High Dimensional Distributed Gradient Descent with Arbitrary Number of Byzantine Attackers
Wenyu Liu, Tianqiang Huang, Pengfei Zhang, Zong Ke, Minghui Min, Puning Zhao
TL;DR
This work tackles Byzantine-robust distributed learning in high dimensions by introducing a direct high-dimensional semi-verified mean estimation method. The approach identifies a large-variance subspace and uses a small auxiliary clean dataset to estimate coordinates within that subspace, while leveraging corrupted gradient vectors for the orthogonal components; this yields minimax-optimal rates and removes the $\sqrt{d}$ scaling common in prior methods. The semi-verified estimator serves as a gradient aggregator, enabling robust distributed optimization under arbitrary numbers of Byzantine attackers; theoretical upper and lower bounds show dimension-free performance, and experiments on synthetic data and MNIST confirm substantial gains at high dimensionality. Collectively, the method provides a scalable, provably robust solution for federated learning settings with many untrusted workers and very large models.
Abstract
Adversarial attacks pose a major challenge to distributed learning systems, prompting the development of numerous robust learning methods. However, most existing approaches suffer from the curse of dimensionality, i.e. the error increases with the number of model parameters.

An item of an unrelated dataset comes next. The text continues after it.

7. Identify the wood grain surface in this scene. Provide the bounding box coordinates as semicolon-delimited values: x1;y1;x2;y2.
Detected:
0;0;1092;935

In this paper, we make a progress towards high dimensional problems, under arbitrary number of Byzantine attackers. The cornerstone of our design is a direct high dimensional semi-verified mean estimation method. The idea is to identify a subspace with large variance. The components of the mean value perpendicular to this subspace are estimated using corrupted gradient vectors uploaded from worker machines, while the components within this subspace are estimated using auxiliary dataset. As a result, a combination of large corrupted dataset and small clean dataset yields significantly better performance than using them separately. We then apply this method as the aggregator for distributed learning problems. The theoretical analysis shows that compared with existing solutions, our method gets rid of $\sqrt{d}$ dependence on the dimensionality, and achieves minimax optimal statistical rates. Numerical results validate our theory as well as the effectiveness of the proposed method.